This guide walks you through the process of executing a Spring Batch job on Hadoop YARN.

What you’ll build

You’ll build a simple Hadoop YARN application with Spring Hadoop, Spring Batch and Spring Boot.

What you’ll need

Testing this sample application doesn’t need existing or running Hadoop instance.

How to complete this guide

Like most Spring Getting Started guides, you can start from scratch and complete each step, or you can bypass basic setup steps that are already familiar to you. Either way, you end up with working code.

To start from scratch, move on to Set up the project.

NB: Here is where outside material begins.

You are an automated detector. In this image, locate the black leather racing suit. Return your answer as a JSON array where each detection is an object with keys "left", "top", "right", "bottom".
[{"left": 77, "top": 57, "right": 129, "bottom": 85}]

To skip the basics, do the following:

When you’re finished, you can check your results against the code in gs-yarn-batch-processing/complete.

Set up the project

First you set up a basic build script. You can use any build system you like when building apps with Spring, but the code you need to work with Gradle is included here. If you’re not familiar with it, refer to Building Java Projects with Gradle.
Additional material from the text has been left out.